While in our proof-of-concept implementation a CPLD is utilized, the results are directly applicable to arbiter PUFs realized in all classes of CMOS devices, such as FPGAs and application specific integrated circuits (ASICs). However, the emission intensity is reduced by the chips with smaller technologies, due to their lower supply voltage. Moreover, the shrunken transistors might not be clearly distinguishable from each other by conducting spatial photonic emission analysis, and therefore, the PUF stages cannot be identified. The question then arises whether the same spatial photonic emission analysis of arbiter PUFs can be applied on the chips relying on smaller technologies.
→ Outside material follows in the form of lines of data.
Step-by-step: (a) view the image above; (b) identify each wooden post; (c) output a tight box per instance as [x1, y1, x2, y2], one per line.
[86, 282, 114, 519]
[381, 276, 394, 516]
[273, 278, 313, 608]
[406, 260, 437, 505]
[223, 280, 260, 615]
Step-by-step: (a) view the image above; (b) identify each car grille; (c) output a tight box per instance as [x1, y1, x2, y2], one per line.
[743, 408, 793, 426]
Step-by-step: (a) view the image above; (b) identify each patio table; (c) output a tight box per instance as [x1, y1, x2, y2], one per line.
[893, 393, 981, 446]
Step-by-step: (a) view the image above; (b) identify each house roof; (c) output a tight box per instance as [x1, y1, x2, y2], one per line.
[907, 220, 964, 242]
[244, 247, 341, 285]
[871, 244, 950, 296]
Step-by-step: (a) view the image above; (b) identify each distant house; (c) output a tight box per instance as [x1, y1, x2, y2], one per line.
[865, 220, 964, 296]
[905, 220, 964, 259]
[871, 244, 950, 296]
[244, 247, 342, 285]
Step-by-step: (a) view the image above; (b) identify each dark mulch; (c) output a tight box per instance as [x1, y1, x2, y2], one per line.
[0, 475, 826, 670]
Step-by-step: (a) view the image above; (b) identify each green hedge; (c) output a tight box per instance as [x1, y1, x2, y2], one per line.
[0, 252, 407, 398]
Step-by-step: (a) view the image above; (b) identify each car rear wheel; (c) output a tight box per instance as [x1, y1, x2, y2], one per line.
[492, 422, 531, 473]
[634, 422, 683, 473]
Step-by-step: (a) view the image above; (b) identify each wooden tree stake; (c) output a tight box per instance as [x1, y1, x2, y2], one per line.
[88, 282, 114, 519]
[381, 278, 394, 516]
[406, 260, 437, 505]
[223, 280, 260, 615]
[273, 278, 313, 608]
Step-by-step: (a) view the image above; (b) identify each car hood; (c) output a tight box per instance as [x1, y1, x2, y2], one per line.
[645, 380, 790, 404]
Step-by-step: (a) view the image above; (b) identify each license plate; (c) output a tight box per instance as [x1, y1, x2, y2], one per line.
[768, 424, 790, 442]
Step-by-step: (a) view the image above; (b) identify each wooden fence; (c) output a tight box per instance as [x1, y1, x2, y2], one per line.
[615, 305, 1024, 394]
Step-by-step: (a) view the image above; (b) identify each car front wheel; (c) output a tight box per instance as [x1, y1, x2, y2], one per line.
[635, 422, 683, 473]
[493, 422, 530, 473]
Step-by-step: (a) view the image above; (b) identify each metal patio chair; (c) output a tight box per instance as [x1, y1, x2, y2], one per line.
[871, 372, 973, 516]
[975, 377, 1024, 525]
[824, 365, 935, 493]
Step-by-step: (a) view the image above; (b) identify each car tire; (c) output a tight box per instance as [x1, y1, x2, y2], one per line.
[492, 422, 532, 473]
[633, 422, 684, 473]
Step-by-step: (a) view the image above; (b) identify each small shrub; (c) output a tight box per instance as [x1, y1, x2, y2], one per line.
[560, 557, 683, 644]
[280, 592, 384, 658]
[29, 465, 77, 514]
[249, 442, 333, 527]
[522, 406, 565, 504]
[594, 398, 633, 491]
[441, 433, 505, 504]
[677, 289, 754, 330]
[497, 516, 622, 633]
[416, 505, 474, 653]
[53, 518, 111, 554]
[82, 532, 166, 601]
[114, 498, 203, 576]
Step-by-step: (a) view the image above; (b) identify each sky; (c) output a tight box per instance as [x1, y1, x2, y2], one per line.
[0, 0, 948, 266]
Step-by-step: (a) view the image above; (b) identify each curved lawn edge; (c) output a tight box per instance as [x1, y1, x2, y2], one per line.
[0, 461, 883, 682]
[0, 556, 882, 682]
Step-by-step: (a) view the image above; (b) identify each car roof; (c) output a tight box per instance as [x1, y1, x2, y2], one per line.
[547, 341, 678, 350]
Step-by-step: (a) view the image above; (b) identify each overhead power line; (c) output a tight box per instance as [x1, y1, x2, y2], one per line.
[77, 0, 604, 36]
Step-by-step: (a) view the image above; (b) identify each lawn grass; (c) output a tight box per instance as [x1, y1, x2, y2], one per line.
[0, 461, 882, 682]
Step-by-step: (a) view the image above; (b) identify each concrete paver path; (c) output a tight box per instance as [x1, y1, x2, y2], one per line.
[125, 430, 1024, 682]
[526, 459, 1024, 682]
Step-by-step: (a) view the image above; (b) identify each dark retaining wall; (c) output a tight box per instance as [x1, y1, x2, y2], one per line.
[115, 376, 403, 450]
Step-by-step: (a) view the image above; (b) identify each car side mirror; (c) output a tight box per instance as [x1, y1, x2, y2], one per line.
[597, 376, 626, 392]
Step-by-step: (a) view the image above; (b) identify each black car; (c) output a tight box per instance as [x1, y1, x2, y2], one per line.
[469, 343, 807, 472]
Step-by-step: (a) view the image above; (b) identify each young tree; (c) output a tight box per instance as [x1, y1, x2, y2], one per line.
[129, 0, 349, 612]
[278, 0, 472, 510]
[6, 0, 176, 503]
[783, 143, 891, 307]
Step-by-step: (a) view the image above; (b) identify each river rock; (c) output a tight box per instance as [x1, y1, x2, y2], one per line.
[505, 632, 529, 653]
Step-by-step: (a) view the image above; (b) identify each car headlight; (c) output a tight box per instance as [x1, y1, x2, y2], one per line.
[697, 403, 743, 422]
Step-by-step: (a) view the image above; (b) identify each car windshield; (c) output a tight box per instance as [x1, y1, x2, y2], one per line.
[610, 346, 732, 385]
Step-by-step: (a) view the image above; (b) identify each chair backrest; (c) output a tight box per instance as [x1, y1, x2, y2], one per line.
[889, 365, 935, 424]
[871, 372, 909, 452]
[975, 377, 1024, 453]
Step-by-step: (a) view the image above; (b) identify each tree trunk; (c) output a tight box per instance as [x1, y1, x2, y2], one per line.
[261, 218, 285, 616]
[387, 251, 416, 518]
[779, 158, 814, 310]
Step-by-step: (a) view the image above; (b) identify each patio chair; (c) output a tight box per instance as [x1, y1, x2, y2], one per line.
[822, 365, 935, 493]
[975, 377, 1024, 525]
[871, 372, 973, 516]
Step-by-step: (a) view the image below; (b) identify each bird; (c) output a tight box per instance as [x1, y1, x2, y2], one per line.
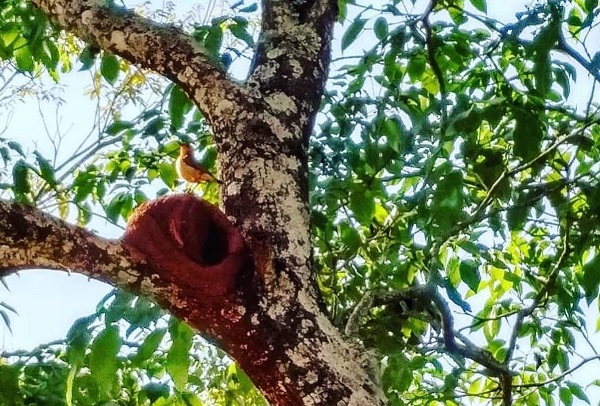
[175, 144, 223, 189]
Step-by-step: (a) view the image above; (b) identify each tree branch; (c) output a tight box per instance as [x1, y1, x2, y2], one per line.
[32, 0, 247, 120]
[0, 200, 146, 288]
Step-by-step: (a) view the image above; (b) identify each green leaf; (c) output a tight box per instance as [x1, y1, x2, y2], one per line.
[558, 388, 573, 406]
[373, 17, 389, 40]
[431, 171, 464, 230]
[158, 161, 178, 189]
[239, 3, 258, 13]
[104, 120, 135, 135]
[228, 17, 254, 47]
[513, 110, 544, 162]
[0, 365, 22, 405]
[89, 325, 121, 397]
[15, 45, 34, 72]
[33, 151, 56, 187]
[100, 52, 119, 85]
[6, 141, 25, 158]
[133, 328, 167, 365]
[349, 186, 375, 225]
[13, 160, 31, 196]
[169, 85, 193, 129]
[459, 259, 481, 293]
[165, 319, 194, 390]
[471, 0, 487, 13]
[67, 316, 96, 367]
[566, 382, 590, 405]
[406, 54, 426, 83]
[581, 254, 600, 305]
[341, 18, 367, 51]
[140, 382, 170, 406]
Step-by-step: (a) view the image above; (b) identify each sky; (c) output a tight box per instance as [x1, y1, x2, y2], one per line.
[0, 0, 595, 402]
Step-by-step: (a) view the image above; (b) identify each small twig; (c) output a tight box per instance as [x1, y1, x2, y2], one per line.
[503, 219, 569, 365]
[514, 355, 600, 389]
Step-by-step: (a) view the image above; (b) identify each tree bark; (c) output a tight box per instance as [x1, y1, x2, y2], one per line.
[0, 0, 384, 405]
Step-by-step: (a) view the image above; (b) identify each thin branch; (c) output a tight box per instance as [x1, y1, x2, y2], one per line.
[504, 220, 569, 365]
[514, 355, 600, 388]
[33, 0, 247, 117]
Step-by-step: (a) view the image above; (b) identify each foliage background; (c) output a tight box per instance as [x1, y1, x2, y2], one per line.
[0, 0, 600, 404]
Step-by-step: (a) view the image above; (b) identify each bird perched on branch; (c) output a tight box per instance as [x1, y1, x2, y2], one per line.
[175, 144, 223, 189]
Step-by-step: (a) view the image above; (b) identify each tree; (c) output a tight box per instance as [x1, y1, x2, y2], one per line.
[0, 0, 600, 405]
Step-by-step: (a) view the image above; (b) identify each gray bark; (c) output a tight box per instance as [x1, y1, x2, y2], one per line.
[0, 0, 384, 405]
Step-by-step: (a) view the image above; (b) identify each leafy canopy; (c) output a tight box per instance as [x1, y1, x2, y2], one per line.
[0, 0, 600, 405]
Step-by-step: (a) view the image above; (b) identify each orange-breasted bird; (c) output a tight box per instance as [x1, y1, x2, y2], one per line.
[175, 144, 223, 183]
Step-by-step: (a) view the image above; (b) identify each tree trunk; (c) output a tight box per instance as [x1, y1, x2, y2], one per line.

To answer this question, we have utilized an Altera Cyclone IV FPGA (part number EP4CE6E22C8N) manufactured with 60 nm process [2] as a DUT, see Fig. 11. We chose the Cyclone IV, since it is similar in architecture to the MAX V. This enables us to utilize the same arbiter PUF implementation, which allows us a direct comparison. As the feature size of Cyclone IV is three times smaller than of MAX V, it is expected that the corresponding downscaled size of the LEs results in an intense decrease of the photon emission rate. A comparison of photon emission images of both ICs is shown in Fig. 12. Despite the small feature size of 60 nm adjacent LEs in the Cyclone IV are clearly resolved as well as parts of their inner structure. However, the photon emission rate of the relevant transistors is about ten times lower in Cyclone IV as compared to MAX V, which at least increase the required measurement effort tenfold. In order to estimate the necessary effort, we started with electrical measurements of the propagation delays for each challenge by connecting the electrical output of the last stage of every PUF chain directly to the TDC, see Fig. 3. Electrical measurements are not only simpler and faster but also more accurate. We achieved a timing accuracy of 0.5 ps.

Fig. 13
figure 13

Electrically measured signal delays of both arbiter PUF chains in a Cyclone IV

Figure 13 shows the propagation delays of both arbiter PUF chains for each challenge with regard to the propagation delays of reference challenge 0. As can be seen, every stage of chain 2 contributes with a delay difference of about 5–20 ps to the delay of the chain, which is resolvable by optical measurements, whereas in chain 1 only 2 of the 8 stages showed a challenge dependency, which is insufficient for our analysis. Hence, we compared the timings of many LEs of the Cyclone IV to realize a different chain 1 path that has more challenge dependent stages. The analysis of all LEs revealed that the variance of their propagation delays, except a few, is too small for this type of arbiter PUF implementation. As Fig. 13 shows, the derived response of the PUF is dominated by chain 1. Further optical measurements on such a system are pointless until a better implementation of the PUF stages on the FPGAs is found. However, our experiments proved that photon emission still can be used to assess the signal propagation and structural properties of ICs with feature size down to 60 nm and is therefore a powerful tool for a physical characterization of arbiter PUFs.

7 Conclusion

In this work, we demonstrated how photonic emission analysis from the backside of the chip can help us to physically characterize arbiter PUF. The experimental results with minimum number of measurements have shown that the arbiter PUF can be effectively characterized. The comparison between our approach and modeling techniques has shown that our methodology requires far less challenges than modeling attacks. Furthermore, our technique does not require any PUF responses. Although we carried out our experiments on the CPLD PUF implementations, the same methodology can be applied to other hardware implementations. As a result, it is revealed that the timing-based PUFs, specifically arbiter PUFs, are vulnerable to photonic emission analysis.